Importantly, the pharmacist sample was small (n = 25), recruited via convenience sampling, and primarily based in Amman. This significantly limits the generalizability of findings even within Jordanian clinical pharmacy settings. Although the participants were all licensed clinical pharmacists (PharmD or MSc), the sample was disproportionately composed of academic preceptors (76%) with fewer hospital-based practitioners (24%), which introduces professional practice bias. Additionally, the sample was skewed with 92% female participants, resulting in a gender imbalance that may limit generalizability due to potential gender-linked variations in experience or clinical roles. This sampling strategy also introduces selection bias.

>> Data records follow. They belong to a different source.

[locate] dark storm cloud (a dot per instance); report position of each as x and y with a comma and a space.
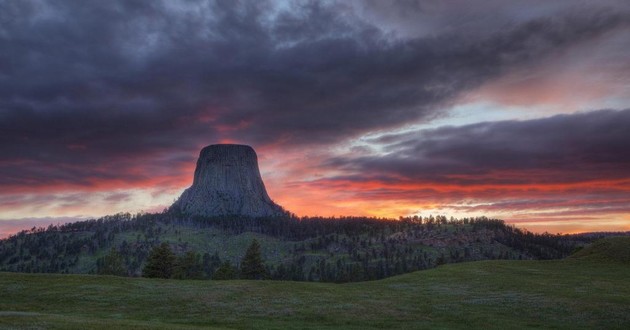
559, 149
90, 91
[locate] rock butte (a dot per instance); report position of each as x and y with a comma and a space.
227, 182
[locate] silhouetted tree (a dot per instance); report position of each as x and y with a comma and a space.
111, 264
160, 263
225, 272
188, 266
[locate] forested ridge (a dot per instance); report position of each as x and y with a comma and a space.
290, 248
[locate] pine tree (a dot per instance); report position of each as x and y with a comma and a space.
225, 272
252, 267
160, 263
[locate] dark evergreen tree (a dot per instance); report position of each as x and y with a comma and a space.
188, 266
252, 267
225, 272
160, 263
111, 264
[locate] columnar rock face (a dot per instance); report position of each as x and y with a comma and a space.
227, 182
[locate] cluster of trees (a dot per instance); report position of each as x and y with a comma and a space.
317, 249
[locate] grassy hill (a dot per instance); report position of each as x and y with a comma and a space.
611, 249
574, 293
313, 249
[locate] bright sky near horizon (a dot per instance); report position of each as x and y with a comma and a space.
518, 110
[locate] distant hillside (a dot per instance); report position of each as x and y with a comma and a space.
568, 294
616, 249
303, 249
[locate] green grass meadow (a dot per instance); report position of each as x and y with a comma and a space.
588, 291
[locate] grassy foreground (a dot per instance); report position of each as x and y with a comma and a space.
580, 292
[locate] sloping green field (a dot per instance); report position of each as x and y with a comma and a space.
580, 292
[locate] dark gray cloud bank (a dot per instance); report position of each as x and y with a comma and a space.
90, 91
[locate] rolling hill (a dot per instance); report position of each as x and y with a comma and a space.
573, 293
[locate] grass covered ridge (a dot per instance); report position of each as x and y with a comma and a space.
571, 293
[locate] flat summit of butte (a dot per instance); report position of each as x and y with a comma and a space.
227, 182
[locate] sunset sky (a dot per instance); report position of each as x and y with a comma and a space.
518, 110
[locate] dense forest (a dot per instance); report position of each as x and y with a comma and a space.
291, 248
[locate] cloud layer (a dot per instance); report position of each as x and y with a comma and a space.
122, 94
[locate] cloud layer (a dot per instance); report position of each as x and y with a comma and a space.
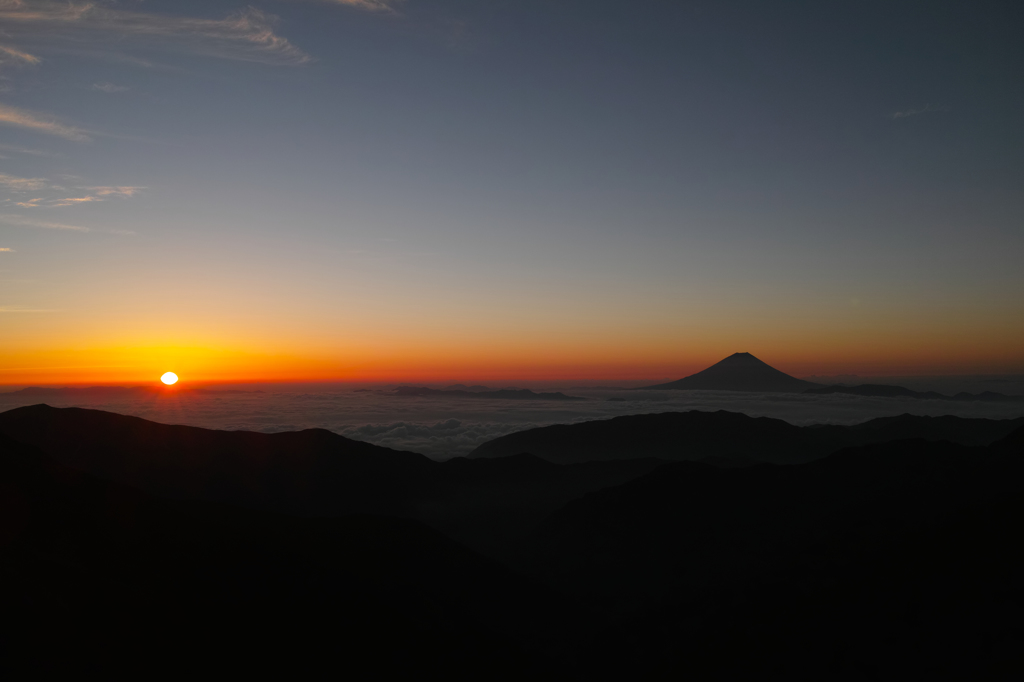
19, 118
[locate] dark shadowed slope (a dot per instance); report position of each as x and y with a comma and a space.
104, 578
884, 390
308, 472
697, 435
491, 505
892, 561
502, 394
739, 372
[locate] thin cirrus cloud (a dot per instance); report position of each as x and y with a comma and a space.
19, 118
23, 183
915, 112
371, 5
247, 35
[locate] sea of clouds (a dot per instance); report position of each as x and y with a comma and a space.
445, 427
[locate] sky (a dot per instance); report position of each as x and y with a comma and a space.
454, 189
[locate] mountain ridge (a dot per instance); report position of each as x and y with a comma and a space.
738, 372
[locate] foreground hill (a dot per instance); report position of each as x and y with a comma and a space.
489, 505
729, 436
893, 560
739, 372
896, 561
102, 577
501, 394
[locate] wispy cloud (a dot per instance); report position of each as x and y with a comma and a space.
24, 222
117, 192
110, 88
23, 183
95, 195
246, 35
915, 112
8, 53
10, 116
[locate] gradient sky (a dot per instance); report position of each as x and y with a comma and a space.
517, 188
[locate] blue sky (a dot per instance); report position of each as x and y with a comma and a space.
635, 185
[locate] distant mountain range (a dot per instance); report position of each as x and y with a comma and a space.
105, 392
739, 372
474, 392
882, 390
728, 436
743, 372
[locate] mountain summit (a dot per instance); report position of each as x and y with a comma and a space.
739, 372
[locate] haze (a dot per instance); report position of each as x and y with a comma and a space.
374, 189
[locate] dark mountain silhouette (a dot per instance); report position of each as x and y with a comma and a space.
501, 394
489, 505
739, 372
696, 435
897, 559
102, 577
883, 390
250, 553
108, 392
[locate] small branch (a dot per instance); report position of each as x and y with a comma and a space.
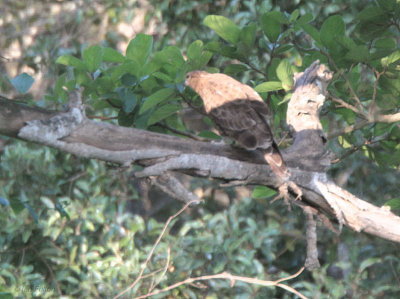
182, 133
169, 184
233, 279
311, 234
346, 105
144, 266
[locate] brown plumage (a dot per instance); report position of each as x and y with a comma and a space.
240, 113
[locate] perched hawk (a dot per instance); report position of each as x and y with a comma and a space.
240, 113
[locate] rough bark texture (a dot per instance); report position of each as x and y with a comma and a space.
162, 155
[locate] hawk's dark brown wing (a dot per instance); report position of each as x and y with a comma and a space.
246, 121
238, 112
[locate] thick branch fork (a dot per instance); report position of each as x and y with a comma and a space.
161, 154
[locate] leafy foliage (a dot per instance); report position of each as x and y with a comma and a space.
65, 227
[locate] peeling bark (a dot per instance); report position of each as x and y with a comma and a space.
161, 155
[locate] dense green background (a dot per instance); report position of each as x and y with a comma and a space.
76, 228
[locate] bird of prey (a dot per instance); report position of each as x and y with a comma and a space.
239, 112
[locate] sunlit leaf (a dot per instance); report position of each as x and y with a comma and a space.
22, 82
224, 27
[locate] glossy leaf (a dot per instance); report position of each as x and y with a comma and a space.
224, 27
271, 27
331, 28
22, 82
92, 57
156, 98
162, 113
285, 73
72, 61
111, 55
139, 48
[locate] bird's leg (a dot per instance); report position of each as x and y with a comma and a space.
284, 192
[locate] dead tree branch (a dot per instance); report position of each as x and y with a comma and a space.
307, 159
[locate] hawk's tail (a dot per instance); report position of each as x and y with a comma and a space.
275, 160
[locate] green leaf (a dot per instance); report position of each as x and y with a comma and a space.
392, 58
370, 14
129, 100
72, 61
224, 27
169, 58
93, 56
394, 204
194, 50
103, 84
285, 74
385, 43
305, 19
233, 69
262, 192
332, 27
205, 58
22, 82
359, 53
111, 55
129, 80
269, 86
156, 98
248, 35
209, 135
139, 48
6, 295
312, 31
82, 78
272, 28
294, 15
369, 262
125, 119
387, 5
163, 113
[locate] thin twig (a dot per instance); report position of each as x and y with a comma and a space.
144, 266
101, 117
346, 105
233, 278
164, 270
186, 134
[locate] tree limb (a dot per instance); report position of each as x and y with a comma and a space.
307, 159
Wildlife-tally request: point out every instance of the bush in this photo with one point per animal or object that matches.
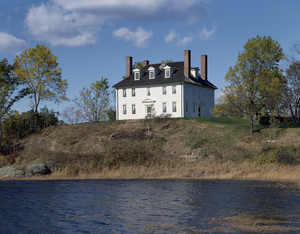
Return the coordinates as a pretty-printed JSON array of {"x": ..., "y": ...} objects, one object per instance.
[
  {"x": 16, "y": 126},
  {"x": 283, "y": 155}
]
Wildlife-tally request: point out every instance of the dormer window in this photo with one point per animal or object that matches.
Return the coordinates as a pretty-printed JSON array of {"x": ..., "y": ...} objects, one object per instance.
[
  {"x": 136, "y": 73},
  {"x": 167, "y": 71},
  {"x": 151, "y": 72}
]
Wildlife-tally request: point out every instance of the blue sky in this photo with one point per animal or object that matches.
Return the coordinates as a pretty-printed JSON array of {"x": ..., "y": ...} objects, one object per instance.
[{"x": 92, "y": 38}]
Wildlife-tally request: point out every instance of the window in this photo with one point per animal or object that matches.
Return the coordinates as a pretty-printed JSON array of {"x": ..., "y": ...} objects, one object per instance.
[
  {"x": 167, "y": 73},
  {"x": 164, "y": 107},
  {"x": 174, "y": 89},
  {"x": 151, "y": 74},
  {"x": 136, "y": 75},
  {"x": 164, "y": 90},
  {"x": 186, "y": 106},
  {"x": 133, "y": 109},
  {"x": 174, "y": 109}
]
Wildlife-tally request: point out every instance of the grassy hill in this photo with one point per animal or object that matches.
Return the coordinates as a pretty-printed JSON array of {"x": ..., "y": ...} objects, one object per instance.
[{"x": 164, "y": 148}]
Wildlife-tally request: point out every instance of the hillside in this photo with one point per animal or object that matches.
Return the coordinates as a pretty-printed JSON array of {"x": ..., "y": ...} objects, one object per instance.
[{"x": 163, "y": 148}]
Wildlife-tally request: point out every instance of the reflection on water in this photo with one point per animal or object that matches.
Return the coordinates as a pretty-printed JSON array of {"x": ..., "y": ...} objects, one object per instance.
[{"x": 148, "y": 206}]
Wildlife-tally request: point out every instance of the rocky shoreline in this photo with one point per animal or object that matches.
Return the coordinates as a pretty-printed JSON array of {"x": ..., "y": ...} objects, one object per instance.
[{"x": 39, "y": 169}]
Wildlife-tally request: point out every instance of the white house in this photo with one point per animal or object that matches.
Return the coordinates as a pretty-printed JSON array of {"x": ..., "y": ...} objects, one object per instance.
[{"x": 172, "y": 89}]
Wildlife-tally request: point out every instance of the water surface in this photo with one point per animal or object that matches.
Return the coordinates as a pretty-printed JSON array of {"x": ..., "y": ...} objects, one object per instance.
[{"x": 139, "y": 206}]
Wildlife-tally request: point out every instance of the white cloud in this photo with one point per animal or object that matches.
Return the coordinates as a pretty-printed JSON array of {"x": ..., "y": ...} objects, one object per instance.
[
  {"x": 154, "y": 10},
  {"x": 179, "y": 41},
  {"x": 185, "y": 40},
  {"x": 207, "y": 34},
  {"x": 62, "y": 28},
  {"x": 11, "y": 44},
  {"x": 170, "y": 37},
  {"x": 139, "y": 38}
]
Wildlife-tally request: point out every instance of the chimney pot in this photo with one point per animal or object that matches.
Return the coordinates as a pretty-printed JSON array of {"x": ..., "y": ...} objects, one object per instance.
[
  {"x": 204, "y": 67},
  {"x": 187, "y": 62},
  {"x": 128, "y": 66},
  {"x": 145, "y": 63}
]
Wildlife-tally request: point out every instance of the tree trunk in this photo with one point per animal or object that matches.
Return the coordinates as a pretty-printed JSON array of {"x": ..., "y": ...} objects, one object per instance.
[
  {"x": 251, "y": 125},
  {"x": 1, "y": 137}
]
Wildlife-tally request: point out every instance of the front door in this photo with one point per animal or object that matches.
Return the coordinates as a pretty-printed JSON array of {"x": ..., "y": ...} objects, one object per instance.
[
  {"x": 199, "y": 111},
  {"x": 148, "y": 111}
]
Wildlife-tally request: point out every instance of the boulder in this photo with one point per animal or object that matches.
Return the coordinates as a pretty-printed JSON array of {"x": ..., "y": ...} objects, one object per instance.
[
  {"x": 11, "y": 172},
  {"x": 37, "y": 169}
]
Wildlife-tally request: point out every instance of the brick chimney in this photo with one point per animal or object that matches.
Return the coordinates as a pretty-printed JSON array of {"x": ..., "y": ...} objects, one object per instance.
[
  {"x": 187, "y": 62},
  {"x": 204, "y": 67},
  {"x": 145, "y": 63},
  {"x": 128, "y": 66}
]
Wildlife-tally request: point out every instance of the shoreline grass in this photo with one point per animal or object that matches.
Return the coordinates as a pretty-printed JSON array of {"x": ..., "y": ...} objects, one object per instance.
[
  {"x": 203, "y": 171},
  {"x": 152, "y": 148}
]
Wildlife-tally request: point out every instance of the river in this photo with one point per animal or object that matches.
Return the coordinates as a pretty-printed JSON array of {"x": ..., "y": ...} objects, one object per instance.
[{"x": 148, "y": 206}]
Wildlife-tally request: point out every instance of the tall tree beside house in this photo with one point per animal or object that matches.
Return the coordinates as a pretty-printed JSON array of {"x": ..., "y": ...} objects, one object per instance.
[
  {"x": 38, "y": 70},
  {"x": 293, "y": 90},
  {"x": 256, "y": 82},
  {"x": 9, "y": 92},
  {"x": 93, "y": 102}
]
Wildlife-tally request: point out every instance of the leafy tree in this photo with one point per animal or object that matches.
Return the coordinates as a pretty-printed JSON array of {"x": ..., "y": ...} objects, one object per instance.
[
  {"x": 167, "y": 61},
  {"x": 38, "y": 69},
  {"x": 8, "y": 91},
  {"x": 93, "y": 103},
  {"x": 293, "y": 90},
  {"x": 256, "y": 83}
]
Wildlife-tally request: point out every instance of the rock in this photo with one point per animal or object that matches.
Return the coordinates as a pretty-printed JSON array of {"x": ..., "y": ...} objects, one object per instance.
[
  {"x": 37, "y": 169},
  {"x": 51, "y": 166},
  {"x": 11, "y": 172}
]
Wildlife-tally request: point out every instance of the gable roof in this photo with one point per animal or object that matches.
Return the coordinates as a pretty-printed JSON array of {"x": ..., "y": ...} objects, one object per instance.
[{"x": 178, "y": 76}]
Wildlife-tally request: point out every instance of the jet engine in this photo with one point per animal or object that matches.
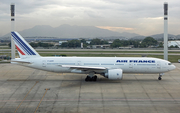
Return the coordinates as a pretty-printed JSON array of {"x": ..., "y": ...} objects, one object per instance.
[{"x": 114, "y": 74}]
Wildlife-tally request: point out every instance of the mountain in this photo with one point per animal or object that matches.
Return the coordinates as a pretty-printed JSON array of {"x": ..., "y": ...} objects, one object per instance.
[{"x": 67, "y": 31}]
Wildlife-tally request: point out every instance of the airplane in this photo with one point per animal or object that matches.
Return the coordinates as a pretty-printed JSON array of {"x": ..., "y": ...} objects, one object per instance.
[{"x": 109, "y": 67}]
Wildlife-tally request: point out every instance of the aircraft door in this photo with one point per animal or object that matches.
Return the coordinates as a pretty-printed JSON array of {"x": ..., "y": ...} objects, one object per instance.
[
  {"x": 44, "y": 63},
  {"x": 79, "y": 63},
  {"x": 130, "y": 65}
]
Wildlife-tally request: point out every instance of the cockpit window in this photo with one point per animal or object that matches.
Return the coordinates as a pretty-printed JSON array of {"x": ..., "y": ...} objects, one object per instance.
[{"x": 169, "y": 63}]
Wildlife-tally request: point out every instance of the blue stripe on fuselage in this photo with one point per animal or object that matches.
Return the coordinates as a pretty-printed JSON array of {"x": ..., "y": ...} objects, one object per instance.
[{"x": 24, "y": 45}]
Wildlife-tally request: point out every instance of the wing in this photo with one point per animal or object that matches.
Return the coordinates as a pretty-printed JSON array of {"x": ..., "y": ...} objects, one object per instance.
[
  {"x": 22, "y": 62},
  {"x": 84, "y": 68}
]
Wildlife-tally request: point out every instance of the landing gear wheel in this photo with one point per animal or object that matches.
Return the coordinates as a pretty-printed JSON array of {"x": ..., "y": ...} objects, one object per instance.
[
  {"x": 159, "y": 78},
  {"x": 94, "y": 78},
  {"x": 87, "y": 78}
]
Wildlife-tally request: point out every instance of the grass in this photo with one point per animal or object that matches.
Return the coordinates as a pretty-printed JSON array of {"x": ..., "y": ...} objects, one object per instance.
[{"x": 172, "y": 58}]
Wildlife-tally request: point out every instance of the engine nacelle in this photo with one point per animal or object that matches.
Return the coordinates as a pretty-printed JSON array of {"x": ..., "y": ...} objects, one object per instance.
[{"x": 114, "y": 74}]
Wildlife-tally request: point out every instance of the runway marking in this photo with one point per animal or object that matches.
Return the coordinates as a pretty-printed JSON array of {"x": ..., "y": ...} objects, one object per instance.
[
  {"x": 41, "y": 99},
  {"x": 25, "y": 97},
  {"x": 86, "y": 100}
]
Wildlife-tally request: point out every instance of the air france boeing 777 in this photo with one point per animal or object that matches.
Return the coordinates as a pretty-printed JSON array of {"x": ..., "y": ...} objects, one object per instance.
[{"x": 109, "y": 67}]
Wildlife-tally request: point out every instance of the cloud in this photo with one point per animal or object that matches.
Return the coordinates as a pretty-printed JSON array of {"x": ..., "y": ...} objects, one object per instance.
[{"x": 117, "y": 29}]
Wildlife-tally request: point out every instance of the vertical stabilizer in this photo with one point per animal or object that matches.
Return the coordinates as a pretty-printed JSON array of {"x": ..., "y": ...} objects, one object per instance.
[
  {"x": 24, "y": 49},
  {"x": 12, "y": 8}
]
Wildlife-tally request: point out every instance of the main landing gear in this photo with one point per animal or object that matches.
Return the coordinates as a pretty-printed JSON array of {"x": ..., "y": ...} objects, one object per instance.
[
  {"x": 88, "y": 78},
  {"x": 160, "y": 75},
  {"x": 91, "y": 77}
]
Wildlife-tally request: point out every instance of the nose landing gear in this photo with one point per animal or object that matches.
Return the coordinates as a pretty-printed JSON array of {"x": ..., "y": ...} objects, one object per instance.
[
  {"x": 91, "y": 77},
  {"x": 160, "y": 76}
]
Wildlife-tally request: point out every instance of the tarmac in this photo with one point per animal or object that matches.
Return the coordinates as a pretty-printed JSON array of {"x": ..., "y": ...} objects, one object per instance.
[{"x": 27, "y": 90}]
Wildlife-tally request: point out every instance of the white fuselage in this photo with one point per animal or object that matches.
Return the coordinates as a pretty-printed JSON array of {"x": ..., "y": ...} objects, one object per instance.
[{"x": 127, "y": 64}]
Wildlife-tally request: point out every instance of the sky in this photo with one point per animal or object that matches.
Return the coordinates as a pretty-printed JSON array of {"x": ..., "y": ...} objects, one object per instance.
[{"x": 144, "y": 17}]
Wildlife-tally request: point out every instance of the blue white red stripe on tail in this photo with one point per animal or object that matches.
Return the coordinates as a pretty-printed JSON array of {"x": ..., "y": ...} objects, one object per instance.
[{"x": 21, "y": 45}]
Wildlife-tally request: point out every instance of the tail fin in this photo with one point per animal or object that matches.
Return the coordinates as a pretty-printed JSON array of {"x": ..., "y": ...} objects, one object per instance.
[{"x": 24, "y": 49}]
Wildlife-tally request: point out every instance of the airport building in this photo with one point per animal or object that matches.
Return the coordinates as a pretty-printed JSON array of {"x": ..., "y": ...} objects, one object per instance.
[{"x": 174, "y": 43}]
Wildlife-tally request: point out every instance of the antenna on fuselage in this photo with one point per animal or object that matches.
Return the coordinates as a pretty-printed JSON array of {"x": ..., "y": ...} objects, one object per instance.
[{"x": 12, "y": 8}]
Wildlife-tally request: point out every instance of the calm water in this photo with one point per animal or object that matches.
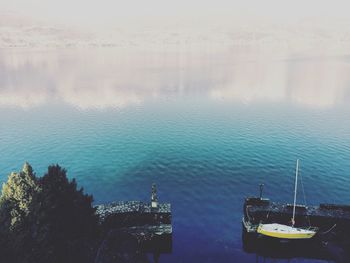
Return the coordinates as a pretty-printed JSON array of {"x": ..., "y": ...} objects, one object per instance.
[{"x": 206, "y": 127}]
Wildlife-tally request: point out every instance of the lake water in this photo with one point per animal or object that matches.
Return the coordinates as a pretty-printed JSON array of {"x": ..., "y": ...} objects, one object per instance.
[{"x": 207, "y": 127}]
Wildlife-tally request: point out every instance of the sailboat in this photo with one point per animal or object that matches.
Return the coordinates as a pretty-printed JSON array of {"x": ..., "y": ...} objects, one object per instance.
[{"x": 286, "y": 231}]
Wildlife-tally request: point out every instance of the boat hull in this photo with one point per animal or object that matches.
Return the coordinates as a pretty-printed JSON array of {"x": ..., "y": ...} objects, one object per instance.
[{"x": 285, "y": 232}]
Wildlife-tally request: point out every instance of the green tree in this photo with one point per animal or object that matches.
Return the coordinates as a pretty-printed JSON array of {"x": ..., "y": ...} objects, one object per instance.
[
  {"x": 17, "y": 195},
  {"x": 66, "y": 223},
  {"x": 46, "y": 219},
  {"x": 15, "y": 208}
]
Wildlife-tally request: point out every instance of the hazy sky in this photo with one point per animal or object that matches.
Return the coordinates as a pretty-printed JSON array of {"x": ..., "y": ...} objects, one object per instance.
[{"x": 114, "y": 12}]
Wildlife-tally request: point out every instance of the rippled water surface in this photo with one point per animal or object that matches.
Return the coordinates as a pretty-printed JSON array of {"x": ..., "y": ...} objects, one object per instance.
[{"x": 206, "y": 127}]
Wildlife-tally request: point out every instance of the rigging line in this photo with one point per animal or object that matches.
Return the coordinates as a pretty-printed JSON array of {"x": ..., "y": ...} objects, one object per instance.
[
  {"x": 330, "y": 229},
  {"x": 302, "y": 188}
]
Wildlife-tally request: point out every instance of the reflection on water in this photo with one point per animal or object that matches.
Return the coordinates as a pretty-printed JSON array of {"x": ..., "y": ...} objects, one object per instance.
[
  {"x": 270, "y": 250},
  {"x": 113, "y": 78},
  {"x": 207, "y": 127}
]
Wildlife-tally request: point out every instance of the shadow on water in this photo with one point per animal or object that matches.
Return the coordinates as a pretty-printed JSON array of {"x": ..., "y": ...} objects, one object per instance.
[
  {"x": 122, "y": 247},
  {"x": 271, "y": 249}
]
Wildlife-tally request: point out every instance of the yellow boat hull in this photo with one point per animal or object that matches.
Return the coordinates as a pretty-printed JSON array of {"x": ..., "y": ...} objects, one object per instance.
[{"x": 285, "y": 232}]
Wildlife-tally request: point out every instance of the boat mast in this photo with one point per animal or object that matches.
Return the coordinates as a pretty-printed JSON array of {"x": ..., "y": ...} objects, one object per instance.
[{"x": 295, "y": 191}]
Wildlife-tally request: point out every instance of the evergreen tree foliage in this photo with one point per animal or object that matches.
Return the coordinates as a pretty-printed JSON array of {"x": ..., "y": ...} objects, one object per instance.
[{"x": 46, "y": 219}]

Furthermore, the “None” option used in the MCQs, although justified in the Methods, is an unusual design feature and may have affected participants’ interpretation of questions. Another limitation is that all AI assessments were conducted in English, which may limit the applicability of the findings in non-English-speaking or multilingual healthcare settings. Additionally, drug–drug interactions (DDIs) were underrepresented, with only three related questions. This limits the study’s ability to assess AI performance in this key area of clinical practice. Moreover, the exclusive focus on pharmacy clinical cases limits the generalizability of the findings to other academic fields. Additionally, although OpenAI o3 demonstrated higher accuracy, it remains unclear whether its correct answers reflect sound clinical reasoning, as the model lacks true contextual understanding and clinical judgment. An extra limitation arises from the dynamic nature of AI models like GPT-3.5 and OpenAI o3, which are frequently updated by their developers. Consequently, the performance observed in this study may change over time, reducing the reproducibility and long-term applicability of our results.